Opinions of the building
A modern opinion of St Luke's is given in Ann Digby's account (1986, pp.37-8) of the much smaller Retreat run by the Society of Friends. 'Those planning the Retreat visited St Luke's on more than one occasion, taking from its design and practical arrangements what they felt was useful, but rejecting what they saw as inhumane. Created [first] in 1751 as a more progressive alternative to Bedlam, [the design of the new] St Luke's still exemplified many traditional assumptions about the animality of the mad. It's absence of heating [in the cells communal 'warming rooms' were provided], lack of warm water, and partially glazed windows indicated that the insane were thought to be immune to cold, and its straw bedding and minimal provision of clothing suggested that they had no need of comfortable surroundings.' Christine Stevenson in her book on hospital and asylum architecture in Britain (2000, p.97, writes that 'As a voluntary hospital, [both the old and new] St Luke's is generally credited with inspiring the foundation of the seven provincial asylums built between 1765 and 1799 ... and the debt probably extended to its [that is, the new St Luke's] planning, as far as that could be followed at smaller institutions. The asylums that began to be built under the terms of the County Asylum Act of 1808 certainly used the range of cells (or later, sometimes, small wards) banked on to a gallery serving as both corridor and day room.

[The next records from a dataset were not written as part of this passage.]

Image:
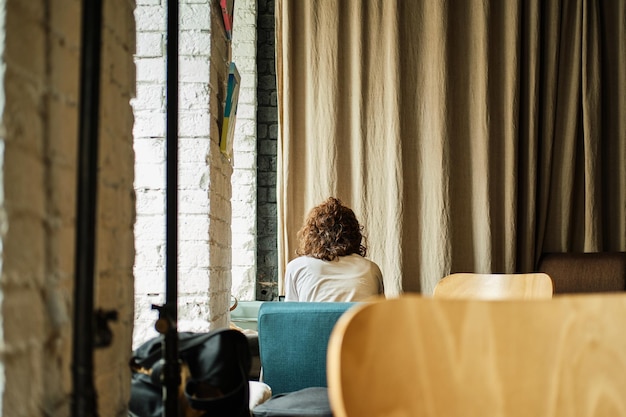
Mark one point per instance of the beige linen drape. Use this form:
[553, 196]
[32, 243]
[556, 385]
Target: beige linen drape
[466, 135]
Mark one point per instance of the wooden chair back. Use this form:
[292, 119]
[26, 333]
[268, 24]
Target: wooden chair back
[420, 356]
[494, 286]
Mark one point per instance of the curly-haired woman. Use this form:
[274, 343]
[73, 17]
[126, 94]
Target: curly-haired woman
[331, 263]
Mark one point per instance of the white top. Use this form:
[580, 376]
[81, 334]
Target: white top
[347, 278]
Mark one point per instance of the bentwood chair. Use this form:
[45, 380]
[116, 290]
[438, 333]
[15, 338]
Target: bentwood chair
[494, 286]
[417, 356]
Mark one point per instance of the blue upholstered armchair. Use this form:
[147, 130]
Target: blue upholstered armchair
[293, 340]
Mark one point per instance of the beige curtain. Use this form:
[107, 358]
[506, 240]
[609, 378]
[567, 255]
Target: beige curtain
[467, 135]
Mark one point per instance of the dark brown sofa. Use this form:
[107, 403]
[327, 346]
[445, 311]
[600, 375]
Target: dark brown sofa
[585, 272]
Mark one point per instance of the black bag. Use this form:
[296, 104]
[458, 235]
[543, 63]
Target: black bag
[214, 375]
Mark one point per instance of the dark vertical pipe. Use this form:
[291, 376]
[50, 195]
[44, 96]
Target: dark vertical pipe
[171, 370]
[84, 397]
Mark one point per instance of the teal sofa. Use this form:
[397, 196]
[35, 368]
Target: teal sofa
[293, 338]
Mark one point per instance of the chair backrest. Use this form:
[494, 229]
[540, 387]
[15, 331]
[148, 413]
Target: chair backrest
[293, 339]
[420, 356]
[494, 286]
[585, 272]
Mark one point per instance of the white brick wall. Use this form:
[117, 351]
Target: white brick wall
[244, 150]
[204, 259]
[39, 92]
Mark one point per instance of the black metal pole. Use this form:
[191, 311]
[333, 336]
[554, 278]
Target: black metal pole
[84, 401]
[171, 372]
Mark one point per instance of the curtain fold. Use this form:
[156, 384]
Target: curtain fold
[466, 135]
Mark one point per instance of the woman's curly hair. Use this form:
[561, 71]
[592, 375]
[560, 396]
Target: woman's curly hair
[331, 230]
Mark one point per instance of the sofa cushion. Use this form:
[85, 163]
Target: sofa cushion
[307, 402]
[585, 272]
[293, 339]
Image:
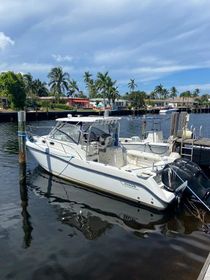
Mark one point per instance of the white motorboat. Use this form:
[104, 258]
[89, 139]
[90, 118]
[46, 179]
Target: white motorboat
[86, 150]
[152, 143]
[91, 212]
[167, 110]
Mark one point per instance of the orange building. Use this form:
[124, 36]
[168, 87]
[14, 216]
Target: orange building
[78, 102]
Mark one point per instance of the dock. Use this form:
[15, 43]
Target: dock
[201, 142]
[197, 150]
[205, 271]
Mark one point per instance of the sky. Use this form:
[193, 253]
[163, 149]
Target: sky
[154, 42]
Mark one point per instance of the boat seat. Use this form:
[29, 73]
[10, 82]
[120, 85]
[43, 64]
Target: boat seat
[144, 155]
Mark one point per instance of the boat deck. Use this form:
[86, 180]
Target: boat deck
[204, 142]
[205, 271]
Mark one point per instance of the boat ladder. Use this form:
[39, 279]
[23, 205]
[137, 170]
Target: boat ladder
[187, 151]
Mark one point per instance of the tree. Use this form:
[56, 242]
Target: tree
[40, 88]
[29, 84]
[132, 85]
[165, 93]
[196, 92]
[186, 94]
[153, 95]
[159, 90]
[137, 99]
[101, 84]
[73, 87]
[58, 81]
[12, 86]
[173, 92]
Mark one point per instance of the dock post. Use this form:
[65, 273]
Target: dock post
[22, 136]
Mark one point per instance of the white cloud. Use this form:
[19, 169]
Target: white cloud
[24, 67]
[191, 87]
[60, 58]
[146, 40]
[5, 41]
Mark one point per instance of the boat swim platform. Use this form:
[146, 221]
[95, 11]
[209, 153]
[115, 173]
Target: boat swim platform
[198, 150]
[202, 142]
[205, 271]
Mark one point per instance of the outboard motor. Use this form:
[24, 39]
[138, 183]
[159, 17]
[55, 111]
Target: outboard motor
[181, 170]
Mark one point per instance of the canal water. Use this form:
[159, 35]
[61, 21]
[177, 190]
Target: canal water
[52, 229]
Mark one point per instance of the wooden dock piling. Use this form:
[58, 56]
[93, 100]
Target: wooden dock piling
[22, 136]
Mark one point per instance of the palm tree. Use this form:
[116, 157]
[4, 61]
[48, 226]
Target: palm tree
[153, 95]
[29, 84]
[111, 90]
[173, 93]
[89, 82]
[165, 93]
[132, 85]
[101, 84]
[73, 87]
[58, 81]
[196, 92]
[40, 88]
[159, 90]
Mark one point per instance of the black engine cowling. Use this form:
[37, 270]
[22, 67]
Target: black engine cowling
[181, 170]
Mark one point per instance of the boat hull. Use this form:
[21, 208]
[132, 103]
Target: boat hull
[103, 178]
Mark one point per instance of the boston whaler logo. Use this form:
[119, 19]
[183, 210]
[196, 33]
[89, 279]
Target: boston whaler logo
[129, 185]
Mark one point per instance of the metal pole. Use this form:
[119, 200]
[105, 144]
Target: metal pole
[22, 136]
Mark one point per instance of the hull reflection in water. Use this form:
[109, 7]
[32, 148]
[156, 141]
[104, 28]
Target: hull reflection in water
[90, 212]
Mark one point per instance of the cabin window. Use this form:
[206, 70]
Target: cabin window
[66, 132]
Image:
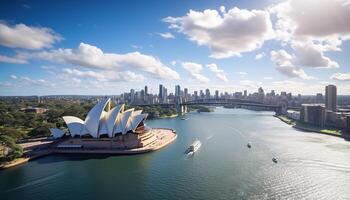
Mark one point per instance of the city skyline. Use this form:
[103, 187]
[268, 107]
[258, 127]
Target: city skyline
[223, 45]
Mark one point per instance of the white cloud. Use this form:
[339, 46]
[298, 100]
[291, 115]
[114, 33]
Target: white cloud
[250, 84]
[194, 69]
[284, 64]
[259, 56]
[167, 35]
[36, 82]
[13, 76]
[341, 76]
[104, 75]
[312, 28]
[27, 37]
[91, 56]
[227, 34]
[308, 54]
[242, 73]
[220, 74]
[15, 60]
[313, 18]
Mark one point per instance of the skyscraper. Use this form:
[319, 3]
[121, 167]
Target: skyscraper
[146, 90]
[177, 90]
[161, 91]
[331, 98]
[207, 94]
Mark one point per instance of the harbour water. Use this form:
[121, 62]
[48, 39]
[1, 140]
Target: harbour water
[310, 165]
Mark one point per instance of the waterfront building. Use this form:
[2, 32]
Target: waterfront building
[177, 90]
[331, 98]
[313, 114]
[34, 110]
[115, 123]
[216, 94]
[319, 98]
[207, 93]
[293, 114]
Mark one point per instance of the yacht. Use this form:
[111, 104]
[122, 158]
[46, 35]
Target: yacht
[274, 159]
[194, 147]
[249, 145]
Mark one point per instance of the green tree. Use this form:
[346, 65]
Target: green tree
[13, 149]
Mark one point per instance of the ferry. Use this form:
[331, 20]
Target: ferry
[194, 147]
[274, 159]
[249, 145]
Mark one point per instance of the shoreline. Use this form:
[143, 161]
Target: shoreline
[14, 163]
[170, 136]
[295, 125]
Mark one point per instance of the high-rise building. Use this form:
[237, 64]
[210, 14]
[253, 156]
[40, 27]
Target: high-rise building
[186, 93]
[331, 98]
[146, 90]
[313, 114]
[132, 95]
[161, 91]
[177, 90]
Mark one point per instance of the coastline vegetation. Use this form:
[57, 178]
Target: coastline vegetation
[200, 108]
[308, 127]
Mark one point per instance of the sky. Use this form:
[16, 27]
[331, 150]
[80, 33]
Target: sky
[109, 47]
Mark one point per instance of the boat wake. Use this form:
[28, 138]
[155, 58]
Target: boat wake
[35, 182]
[209, 137]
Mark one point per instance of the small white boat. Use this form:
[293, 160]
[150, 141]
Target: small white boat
[274, 159]
[194, 147]
[249, 145]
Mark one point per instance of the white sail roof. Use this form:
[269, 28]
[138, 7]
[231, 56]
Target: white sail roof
[92, 120]
[99, 122]
[56, 133]
[135, 121]
[112, 118]
[75, 125]
[125, 119]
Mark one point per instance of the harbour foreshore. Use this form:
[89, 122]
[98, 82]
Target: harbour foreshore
[164, 138]
[309, 128]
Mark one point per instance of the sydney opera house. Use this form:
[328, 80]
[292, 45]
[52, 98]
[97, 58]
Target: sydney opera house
[106, 127]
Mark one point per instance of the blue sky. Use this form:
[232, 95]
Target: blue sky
[74, 47]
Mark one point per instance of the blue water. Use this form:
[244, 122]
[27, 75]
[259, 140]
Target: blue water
[311, 166]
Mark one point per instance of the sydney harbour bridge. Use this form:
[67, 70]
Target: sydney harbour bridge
[181, 105]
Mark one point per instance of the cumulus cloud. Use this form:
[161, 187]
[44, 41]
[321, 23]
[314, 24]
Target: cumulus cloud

In various distributions... this remained the fundamental unit at larger nineteenth-century asylums [until about 1860].'

Later history
St Luke's continued as a hospital until 1916 when it was bought by the Bank of England and adapted by F. W. Troup as a printing works, 1917-20, 1925-7. Damaged by an incendiary bomb in April 1941, it was later demolished and is now the site of St Luke's Estate, a Greater London Council housing estate built from the 1960s.

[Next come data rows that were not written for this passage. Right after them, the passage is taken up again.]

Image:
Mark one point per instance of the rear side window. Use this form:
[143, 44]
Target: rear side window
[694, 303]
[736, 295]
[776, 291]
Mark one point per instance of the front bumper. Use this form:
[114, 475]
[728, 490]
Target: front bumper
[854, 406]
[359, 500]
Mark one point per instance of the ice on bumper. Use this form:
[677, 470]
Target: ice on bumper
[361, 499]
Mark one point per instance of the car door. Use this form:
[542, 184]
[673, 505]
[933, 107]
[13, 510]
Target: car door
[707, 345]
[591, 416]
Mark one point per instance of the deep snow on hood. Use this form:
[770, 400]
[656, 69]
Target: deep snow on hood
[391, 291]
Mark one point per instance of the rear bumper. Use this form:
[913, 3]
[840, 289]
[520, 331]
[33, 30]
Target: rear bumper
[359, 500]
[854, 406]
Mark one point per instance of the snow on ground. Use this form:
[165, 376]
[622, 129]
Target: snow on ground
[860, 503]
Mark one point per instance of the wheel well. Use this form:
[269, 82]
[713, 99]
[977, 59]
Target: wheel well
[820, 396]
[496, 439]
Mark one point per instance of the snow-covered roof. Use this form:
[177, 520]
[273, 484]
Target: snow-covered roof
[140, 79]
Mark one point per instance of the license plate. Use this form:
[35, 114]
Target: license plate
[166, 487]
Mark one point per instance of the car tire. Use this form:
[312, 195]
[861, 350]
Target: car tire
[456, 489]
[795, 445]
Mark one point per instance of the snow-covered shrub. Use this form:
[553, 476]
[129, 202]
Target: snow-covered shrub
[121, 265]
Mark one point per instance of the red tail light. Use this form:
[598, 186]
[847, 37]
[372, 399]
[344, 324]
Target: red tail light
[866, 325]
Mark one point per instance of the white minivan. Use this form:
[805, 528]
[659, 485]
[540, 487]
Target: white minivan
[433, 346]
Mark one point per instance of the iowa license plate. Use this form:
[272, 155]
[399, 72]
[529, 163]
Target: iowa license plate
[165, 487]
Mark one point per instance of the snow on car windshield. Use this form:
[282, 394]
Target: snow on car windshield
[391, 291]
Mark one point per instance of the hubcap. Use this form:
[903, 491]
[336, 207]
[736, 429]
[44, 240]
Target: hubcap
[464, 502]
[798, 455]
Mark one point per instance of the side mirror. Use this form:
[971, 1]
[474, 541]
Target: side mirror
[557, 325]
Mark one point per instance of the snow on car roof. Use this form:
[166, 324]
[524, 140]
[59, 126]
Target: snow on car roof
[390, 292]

LITERATURE. W. Rawes, 'A Short history of St Luke's Hospital', The Britannia Quarterly, 1917, pp.25-9, 50-2; A.T. Bolton, 'St Luke's Hospital, Old Street', The Britannia Quarterly, 1924, pp.197-201 (Bank of England staff journal); C. N. French, The Story of St Luke's Hospital, 1951; Stroud pp.141-3, figs 46a, b; Kalman pp.104-10; P. du Prey, John Soane, the making of an architect, 1982, pp.38-54, 338-41; A. Digby, Madness, morality and medicine: a study of the York retreat 1796-1914, Cambridge, 1985; N. Jackson, F. W. Troup Architect 1859-1941, 1985, pp.109-10; D. Stillman, English Neoclassical architecture, vol. II. 1988. pp.400-01, n.67-76: C.Stevenson, Medicine and magnificence, British hospital and asylum architecture 1660-1815, 2000, pp.92-107, passim; C. Stevenson, 'Carsten Anker dines with the younger George Dance, and visits St Luke's Hospital for the Insane'. Architectural History, Journal of the Society of Architectural Historians of Great Britain, XLIV, 2001, pp.153-61.

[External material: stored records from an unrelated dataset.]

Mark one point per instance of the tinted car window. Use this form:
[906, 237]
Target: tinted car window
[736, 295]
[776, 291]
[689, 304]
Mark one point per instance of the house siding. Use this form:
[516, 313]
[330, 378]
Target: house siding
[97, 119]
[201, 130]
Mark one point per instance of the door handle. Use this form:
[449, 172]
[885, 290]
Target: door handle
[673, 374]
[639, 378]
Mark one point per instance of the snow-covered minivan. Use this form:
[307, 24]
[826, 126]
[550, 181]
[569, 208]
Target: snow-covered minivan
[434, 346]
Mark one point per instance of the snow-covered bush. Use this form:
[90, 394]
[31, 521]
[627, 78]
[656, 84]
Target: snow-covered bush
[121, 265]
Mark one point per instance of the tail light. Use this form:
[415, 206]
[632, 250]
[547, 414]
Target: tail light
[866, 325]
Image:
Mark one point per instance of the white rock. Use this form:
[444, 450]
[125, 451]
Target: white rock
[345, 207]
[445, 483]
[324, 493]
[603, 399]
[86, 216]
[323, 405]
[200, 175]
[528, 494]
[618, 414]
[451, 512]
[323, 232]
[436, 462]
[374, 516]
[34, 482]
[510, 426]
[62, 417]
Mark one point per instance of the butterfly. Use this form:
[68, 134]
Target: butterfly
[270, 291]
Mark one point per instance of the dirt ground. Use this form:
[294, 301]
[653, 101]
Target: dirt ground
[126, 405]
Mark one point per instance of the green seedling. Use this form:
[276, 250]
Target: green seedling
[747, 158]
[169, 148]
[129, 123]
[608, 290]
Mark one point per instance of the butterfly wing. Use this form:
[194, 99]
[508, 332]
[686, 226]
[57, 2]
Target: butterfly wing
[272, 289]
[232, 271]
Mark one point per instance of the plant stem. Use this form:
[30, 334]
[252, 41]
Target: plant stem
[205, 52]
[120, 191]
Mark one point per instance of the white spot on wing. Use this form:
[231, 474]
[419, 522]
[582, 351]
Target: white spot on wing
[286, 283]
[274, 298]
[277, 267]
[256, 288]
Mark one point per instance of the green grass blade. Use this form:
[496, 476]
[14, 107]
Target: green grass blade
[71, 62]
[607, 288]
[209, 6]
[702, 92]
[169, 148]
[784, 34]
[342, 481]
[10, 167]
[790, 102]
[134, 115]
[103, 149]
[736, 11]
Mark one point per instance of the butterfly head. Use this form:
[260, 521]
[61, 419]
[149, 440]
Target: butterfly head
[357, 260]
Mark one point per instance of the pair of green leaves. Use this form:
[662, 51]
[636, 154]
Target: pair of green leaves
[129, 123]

OTHER SOURCES. General Court Book of St Luke's Hospital, 1750-1770; General Committee Book of St Luke's Hospital, 1775-1804 (no mention of a competition) from notes made by E.McParland for Dorothy Stroud in Stroud Archive, Soane Museum; Corporation of London Records Office; Borthwick Institute of Historical Research, York, information from Dr Katherine Webb, archivist; Dr Christine Stevenson.